The Parliamentary Standing Committee on Finance has sought to address the imbalances here.
“India has diverse and numerous news publishers who get advertising revenues primarily through Systematically Important Digital Intermediaries (SIDIs) and [we] are of the opinion that regulatory provisions are required to ensure that news publishers are able to establish contracts with these SIDIs through a fair and transparent process,” the Committee said in its report on ‘Anti-Competitive Practices by Big Tech Companies’, tabled in Parliament last week.
Indeed, if global precedents, especially developments in Australia following the enactment of the News Media and Digital Platforms Mandatory Bargaining Code in March 2021, are any indication, mandatory contracts with the tech platforms are the only route to ensuring that news is awarded its fair value.

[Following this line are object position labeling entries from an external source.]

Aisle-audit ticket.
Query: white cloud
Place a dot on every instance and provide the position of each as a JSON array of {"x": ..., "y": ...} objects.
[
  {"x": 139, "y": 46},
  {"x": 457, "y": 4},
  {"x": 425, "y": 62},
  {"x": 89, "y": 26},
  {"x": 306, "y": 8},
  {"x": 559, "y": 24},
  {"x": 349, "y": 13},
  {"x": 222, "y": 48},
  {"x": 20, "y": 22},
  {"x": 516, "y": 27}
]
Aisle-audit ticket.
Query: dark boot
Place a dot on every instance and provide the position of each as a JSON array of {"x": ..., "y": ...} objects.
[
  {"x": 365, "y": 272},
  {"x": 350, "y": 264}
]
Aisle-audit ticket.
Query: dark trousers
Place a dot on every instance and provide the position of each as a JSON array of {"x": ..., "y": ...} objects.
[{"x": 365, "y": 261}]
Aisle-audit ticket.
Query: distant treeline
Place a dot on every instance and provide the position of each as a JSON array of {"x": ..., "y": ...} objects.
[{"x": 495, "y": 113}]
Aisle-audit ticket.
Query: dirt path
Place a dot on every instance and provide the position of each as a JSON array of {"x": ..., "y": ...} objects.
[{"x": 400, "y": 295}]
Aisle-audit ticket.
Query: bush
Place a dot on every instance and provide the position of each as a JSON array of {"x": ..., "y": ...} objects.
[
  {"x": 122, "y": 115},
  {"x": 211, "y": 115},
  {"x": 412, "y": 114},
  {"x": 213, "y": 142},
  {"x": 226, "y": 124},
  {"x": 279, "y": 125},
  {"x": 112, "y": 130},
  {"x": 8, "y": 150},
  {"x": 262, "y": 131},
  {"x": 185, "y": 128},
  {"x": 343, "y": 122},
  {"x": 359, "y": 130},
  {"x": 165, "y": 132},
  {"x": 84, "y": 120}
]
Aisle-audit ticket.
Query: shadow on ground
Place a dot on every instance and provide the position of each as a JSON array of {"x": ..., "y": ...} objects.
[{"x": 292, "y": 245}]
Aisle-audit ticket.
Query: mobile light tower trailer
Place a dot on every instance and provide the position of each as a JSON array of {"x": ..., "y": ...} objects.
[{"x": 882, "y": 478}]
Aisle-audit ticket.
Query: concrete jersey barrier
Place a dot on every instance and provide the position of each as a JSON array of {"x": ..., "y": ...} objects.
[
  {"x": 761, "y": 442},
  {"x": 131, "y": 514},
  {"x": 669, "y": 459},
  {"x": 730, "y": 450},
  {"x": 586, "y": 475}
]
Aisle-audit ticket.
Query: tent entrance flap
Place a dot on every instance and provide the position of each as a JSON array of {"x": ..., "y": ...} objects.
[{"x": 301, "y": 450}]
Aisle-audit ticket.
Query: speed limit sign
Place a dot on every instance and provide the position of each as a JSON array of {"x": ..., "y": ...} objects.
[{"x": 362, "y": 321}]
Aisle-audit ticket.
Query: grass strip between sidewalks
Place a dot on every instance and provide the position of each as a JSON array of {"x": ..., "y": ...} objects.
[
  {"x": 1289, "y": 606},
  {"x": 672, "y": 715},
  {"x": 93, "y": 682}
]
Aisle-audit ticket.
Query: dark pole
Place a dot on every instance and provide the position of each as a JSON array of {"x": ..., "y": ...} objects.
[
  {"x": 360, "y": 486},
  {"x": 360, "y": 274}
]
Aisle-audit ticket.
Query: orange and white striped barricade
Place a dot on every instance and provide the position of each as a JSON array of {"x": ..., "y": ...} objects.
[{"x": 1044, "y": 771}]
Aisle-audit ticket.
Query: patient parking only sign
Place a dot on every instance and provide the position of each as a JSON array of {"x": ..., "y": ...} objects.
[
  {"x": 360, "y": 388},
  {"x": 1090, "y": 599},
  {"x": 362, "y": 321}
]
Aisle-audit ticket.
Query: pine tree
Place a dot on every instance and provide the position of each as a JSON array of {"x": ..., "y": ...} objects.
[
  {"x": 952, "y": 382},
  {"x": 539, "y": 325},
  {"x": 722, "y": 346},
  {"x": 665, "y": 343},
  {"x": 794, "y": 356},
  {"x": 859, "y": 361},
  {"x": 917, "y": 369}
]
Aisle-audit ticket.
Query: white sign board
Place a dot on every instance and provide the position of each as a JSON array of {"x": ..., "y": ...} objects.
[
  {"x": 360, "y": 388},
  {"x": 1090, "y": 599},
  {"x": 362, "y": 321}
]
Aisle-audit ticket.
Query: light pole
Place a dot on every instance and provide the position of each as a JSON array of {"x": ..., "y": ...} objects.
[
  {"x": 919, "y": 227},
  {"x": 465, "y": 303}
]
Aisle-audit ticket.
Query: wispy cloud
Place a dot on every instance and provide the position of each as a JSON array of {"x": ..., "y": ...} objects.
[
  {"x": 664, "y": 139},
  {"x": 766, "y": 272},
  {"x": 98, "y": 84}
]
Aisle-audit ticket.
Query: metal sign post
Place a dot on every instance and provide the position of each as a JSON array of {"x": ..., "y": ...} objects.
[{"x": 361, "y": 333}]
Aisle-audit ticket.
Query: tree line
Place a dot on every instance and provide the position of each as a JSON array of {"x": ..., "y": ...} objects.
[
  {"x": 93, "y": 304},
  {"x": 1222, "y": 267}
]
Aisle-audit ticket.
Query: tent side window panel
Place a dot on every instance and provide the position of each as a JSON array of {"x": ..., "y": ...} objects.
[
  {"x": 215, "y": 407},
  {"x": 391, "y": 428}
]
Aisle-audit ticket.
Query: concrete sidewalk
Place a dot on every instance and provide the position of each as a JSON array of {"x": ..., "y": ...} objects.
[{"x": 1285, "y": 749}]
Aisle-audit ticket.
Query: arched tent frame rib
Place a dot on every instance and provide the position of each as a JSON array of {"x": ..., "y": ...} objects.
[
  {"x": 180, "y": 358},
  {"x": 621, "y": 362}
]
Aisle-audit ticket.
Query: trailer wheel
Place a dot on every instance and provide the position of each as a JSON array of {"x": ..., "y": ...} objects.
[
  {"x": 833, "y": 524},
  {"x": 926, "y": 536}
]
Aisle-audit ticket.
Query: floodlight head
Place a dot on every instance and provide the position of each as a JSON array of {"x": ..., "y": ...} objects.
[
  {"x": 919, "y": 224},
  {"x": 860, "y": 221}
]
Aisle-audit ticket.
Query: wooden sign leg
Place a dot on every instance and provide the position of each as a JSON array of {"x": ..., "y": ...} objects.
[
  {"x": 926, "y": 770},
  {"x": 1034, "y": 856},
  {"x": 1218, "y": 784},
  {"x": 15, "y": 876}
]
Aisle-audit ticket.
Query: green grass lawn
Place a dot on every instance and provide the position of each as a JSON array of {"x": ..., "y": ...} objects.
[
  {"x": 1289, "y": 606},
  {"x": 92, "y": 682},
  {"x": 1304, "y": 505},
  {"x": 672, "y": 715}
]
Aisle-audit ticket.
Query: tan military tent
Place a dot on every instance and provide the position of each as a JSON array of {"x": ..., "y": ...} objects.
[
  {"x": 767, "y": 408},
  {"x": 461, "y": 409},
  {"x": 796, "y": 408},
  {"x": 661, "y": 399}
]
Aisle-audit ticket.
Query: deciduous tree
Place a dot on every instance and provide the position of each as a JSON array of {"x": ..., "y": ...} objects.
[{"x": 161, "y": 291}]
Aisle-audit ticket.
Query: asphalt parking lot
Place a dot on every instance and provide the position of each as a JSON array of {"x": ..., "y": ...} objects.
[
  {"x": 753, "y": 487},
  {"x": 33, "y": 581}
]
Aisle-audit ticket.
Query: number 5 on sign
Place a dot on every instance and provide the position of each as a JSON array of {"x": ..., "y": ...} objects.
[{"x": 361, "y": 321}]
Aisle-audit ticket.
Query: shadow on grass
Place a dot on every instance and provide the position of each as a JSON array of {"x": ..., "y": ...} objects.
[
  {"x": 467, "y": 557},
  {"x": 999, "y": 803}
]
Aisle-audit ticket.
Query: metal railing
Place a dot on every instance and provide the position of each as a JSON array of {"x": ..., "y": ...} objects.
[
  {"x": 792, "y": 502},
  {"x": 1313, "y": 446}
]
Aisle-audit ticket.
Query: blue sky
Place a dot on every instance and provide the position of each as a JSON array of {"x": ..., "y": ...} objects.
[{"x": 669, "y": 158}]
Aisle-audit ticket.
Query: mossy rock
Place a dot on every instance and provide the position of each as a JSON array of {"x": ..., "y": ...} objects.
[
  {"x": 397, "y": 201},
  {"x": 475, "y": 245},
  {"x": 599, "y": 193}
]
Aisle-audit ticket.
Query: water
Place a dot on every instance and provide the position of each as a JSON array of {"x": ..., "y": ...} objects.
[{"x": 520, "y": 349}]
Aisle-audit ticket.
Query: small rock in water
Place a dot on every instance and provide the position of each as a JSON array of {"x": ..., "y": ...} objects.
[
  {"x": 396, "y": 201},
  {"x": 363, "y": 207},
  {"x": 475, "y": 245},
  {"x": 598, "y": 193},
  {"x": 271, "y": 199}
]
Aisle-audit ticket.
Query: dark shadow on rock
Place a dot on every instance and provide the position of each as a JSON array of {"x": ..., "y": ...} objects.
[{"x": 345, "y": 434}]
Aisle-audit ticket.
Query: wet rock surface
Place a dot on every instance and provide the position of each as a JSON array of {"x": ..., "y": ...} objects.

The Australian government has found that as many as 30 commercial agreements were struck between digital platforms (Google and Meta) and news businesses since the enactment of the Code in March 2021. Such a Code is an essential first step. This is borne out by the fact that Meta initially tried its best to block the Code, including taking the extreme step of banning the sharing of content on its platforms in Australia. Google warned it may need to leave the country.
The Code made them fall in line. In India, news organisations have been agitating before the competition regulator. In their plaint against “abuse” of dominant position by Google, the moot issue raised is that not only do the digital platforms get to keep a large share of ad revenue, but they also control the entire ecosystem including the buying and selling side of the ad network.
The news publishers have underlined that they are faced with a one-sided contract given Google’s dominance in the search business and are completely in the dark about the total advertising revenue collected by Google and the actual percentage of this revenue transferred to them. The Competition Commission of India (CCI) has ordered an investigation.
The issue, however, is not just ad revenue but how the algorithm-powered distribution of news is influencing content creation and rights over it. After Australia, France has adopted EU’s new copyright laws which make digital platforms liable for infringement. Canada and New Zealand are deliberating similar legislation.
In the US too, the Senate Committee on Judiciary has voted to advance the Journalism Competition and Preservation Act of 2022 to allow publishers greater power to collectively bargain with companies like Meta and Google.
Ultimately, news is about public interest, and the law needs to keep pace with changing realities. The Parliamentary standing committee has given a nudge in the right direction.